Boxler 2009 Riesling Brand (Alsace) – A little sweet, a lot heavy, a fair bit alcoholic. There’s still plenty of honeyed minerality and bronzed musculature, with the stone fruit and gold of the site evident, but it’s just too boozy for my taste, and I’m not sure this is a quality one will want to live with for long. I’d say I was surprised by this result, but a legendarily hot vineyard in a big year…unfortunately, I’m not surprised at all. Dismayed because of what it portends for globally-warmed Alsace. Disappointed that this came from an extremely reliable producer. But not surprised. (4/11)

Brand identity

Zind-Humbrecht 2007 Riesling Brand (Alsace) – Indice 2. 13.5%, and while I have no visual reason (based on adhesion to the interior of my glass) to doubt this number is far off the mark, my palate is screaming that it’s something more like 15.8%. Which it probably isn’t, but that should give one an idea of the incredible, overwhelming density, heat, and pineapple sludge which are this wine’s primary characteristics. “Isn’t the Brand supposed to be one of the great vineyards of Alsace,” one might ask. Change that verb to “wasn’t,” and I think we’re on the right, if unfortunate, track. Its centuries of value as a perfectly-situated solar attractor may now be working to its detriment in these differently-acclimatized times, and no more so than at houses where extremes of ripeness can sometimes be an end in themselves. (7/11)

Brand identity

Boxler 2005 Muscat Brand (Alsace) – Floral, yes…and as much so as any lover of the grape could want…but the flowers are white, rather than multi-hued, and have shifted from lurid showmanship to stream-side mountain delicacy. The breathtaking Brand minerality, powerful dark crystals laced with coal dust and giving the impression (but not the actuality) of fat, is on display, and succeeds as much as any terroir can in standing up to the grape’s varietal signature. The structure’s good enough (a measure of acidity was no doubt sacrificed in search of the wine’s ideal site/grape balance point). I’m sure this would age, letting the flowers wither away and revealing more and more of the underlying minerality, but I’d actually advise against it; if you want the full expression of site with little standing in the way other than structure, choose a riesling instead. (7/09)
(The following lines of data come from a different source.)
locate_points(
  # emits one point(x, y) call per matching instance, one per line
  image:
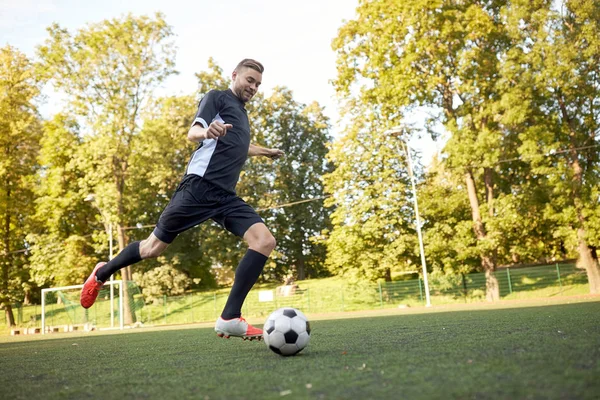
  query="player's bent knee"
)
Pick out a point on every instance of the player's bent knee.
point(150, 250)
point(267, 243)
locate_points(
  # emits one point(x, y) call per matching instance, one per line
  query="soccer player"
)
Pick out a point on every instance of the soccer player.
point(207, 190)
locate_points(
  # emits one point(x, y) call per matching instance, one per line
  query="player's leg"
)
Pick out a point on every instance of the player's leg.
point(132, 254)
point(183, 212)
point(260, 245)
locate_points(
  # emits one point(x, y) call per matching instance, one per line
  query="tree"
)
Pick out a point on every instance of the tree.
point(19, 144)
point(108, 71)
point(373, 223)
point(444, 55)
point(61, 250)
point(302, 132)
point(553, 71)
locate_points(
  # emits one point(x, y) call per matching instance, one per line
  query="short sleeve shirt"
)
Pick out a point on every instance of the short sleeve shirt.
point(220, 161)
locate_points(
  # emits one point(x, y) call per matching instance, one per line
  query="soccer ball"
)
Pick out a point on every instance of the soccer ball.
point(286, 331)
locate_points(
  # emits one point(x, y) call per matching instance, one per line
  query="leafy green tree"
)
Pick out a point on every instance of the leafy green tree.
point(553, 71)
point(302, 132)
point(373, 223)
point(61, 250)
point(108, 71)
point(444, 55)
point(19, 144)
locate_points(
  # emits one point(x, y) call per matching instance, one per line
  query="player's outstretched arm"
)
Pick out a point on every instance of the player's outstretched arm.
point(216, 129)
point(273, 154)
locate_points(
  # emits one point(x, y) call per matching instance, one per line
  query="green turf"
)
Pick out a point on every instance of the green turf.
point(543, 352)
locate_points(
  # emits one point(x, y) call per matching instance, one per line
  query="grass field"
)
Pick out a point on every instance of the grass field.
point(536, 349)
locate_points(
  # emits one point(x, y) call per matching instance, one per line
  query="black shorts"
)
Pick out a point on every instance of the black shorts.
point(197, 200)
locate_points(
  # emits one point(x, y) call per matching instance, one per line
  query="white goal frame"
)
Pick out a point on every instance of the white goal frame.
point(111, 283)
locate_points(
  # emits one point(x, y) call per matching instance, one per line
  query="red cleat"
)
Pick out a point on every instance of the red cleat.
point(237, 327)
point(91, 288)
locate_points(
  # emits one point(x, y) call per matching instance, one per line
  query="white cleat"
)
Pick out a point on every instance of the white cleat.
point(237, 327)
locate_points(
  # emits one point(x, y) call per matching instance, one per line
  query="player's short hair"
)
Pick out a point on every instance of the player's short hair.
point(250, 63)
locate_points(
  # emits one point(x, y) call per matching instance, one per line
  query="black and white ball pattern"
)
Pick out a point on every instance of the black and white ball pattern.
point(286, 331)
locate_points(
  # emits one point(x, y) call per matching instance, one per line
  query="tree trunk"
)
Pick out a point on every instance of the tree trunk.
point(586, 259)
point(6, 264)
point(129, 317)
point(492, 292)
point(300, 269)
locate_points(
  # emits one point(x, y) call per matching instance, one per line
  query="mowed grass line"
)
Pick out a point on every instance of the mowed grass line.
point(549, 352)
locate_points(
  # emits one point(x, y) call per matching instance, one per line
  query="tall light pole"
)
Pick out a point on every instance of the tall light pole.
point(396, 132)
point(108, 227)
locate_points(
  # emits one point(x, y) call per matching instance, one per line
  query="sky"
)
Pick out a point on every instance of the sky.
point(292, 39)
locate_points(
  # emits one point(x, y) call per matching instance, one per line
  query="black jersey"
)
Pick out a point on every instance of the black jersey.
point(220, 161)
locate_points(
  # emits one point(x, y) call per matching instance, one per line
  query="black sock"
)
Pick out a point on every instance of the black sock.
point(130, 255)
point(246, 275)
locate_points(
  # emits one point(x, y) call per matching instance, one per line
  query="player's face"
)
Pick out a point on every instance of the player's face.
point(246, 83)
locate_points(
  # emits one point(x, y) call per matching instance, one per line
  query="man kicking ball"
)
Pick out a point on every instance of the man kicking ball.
point(207, 190)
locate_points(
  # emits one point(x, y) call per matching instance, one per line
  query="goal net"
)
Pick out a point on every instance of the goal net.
point(62, 312)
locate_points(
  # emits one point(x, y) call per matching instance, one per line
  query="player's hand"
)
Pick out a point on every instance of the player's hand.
point(217, 129)
point(274, 154)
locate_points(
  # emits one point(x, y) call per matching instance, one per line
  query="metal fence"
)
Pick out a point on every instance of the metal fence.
point(514, 283)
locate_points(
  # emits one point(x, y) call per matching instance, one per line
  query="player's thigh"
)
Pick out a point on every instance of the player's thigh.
point(152, 247)
point(238, 217)
point(259, 236)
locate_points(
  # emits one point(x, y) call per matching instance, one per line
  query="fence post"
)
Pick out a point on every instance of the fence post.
point(192, 306)
point(558, 274)
point(215, 303)
point(165, 307)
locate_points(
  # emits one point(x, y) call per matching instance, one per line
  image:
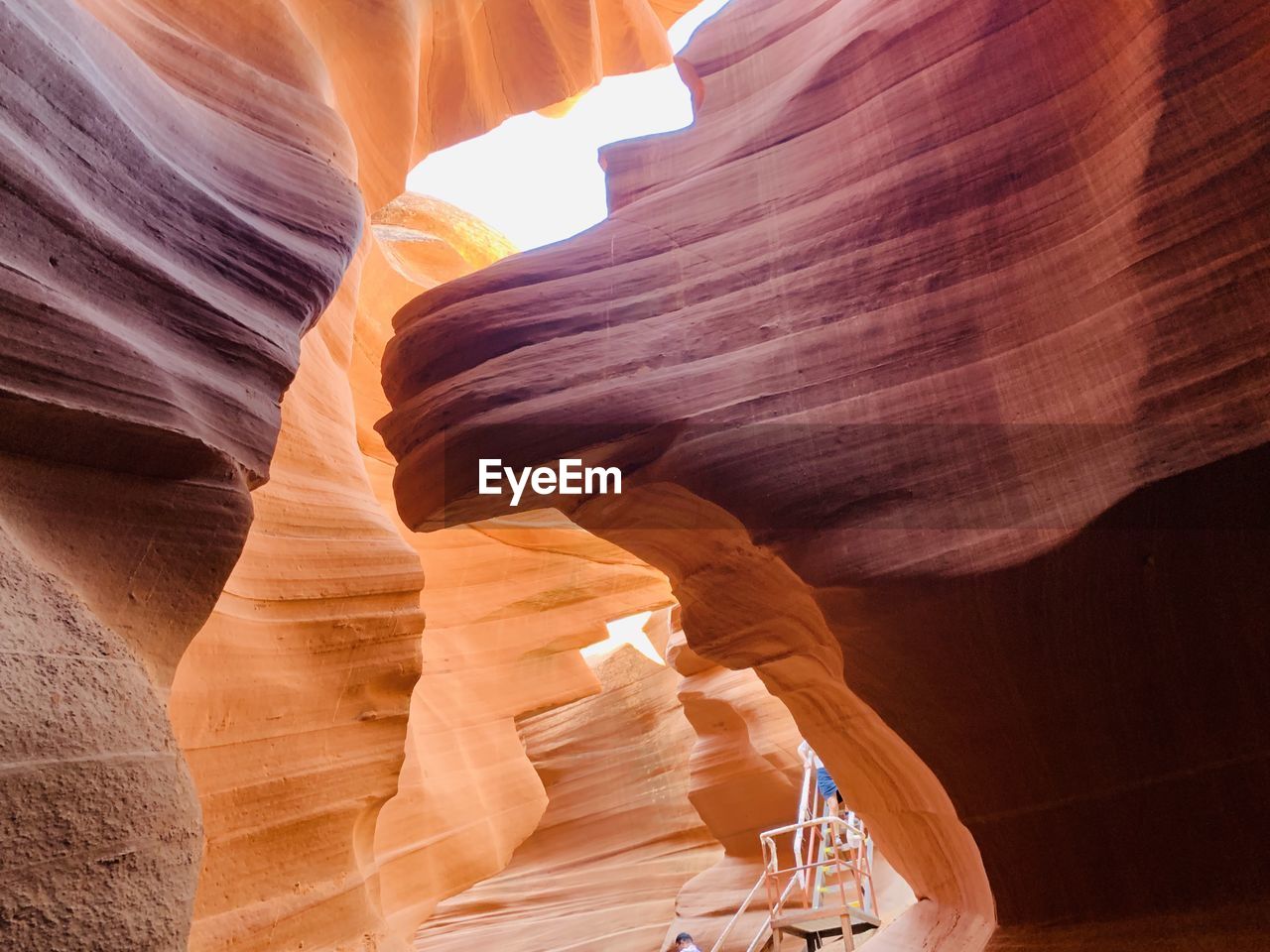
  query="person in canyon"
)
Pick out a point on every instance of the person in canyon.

Ehrhart 2004 Pinot Gris Brand (Alsace) – Steely black quartz and pyrite, with a dense lacquer of intensely-mineralistic pear and spice. Firm, intense, striking. This is served to me as a dessert wine of sorts, but the tiny bit of sugar is completely overwhelmed by structure and extract; you’ll notice it, but you won’t mind it. Should be stunning in about fifteen years. (6/08)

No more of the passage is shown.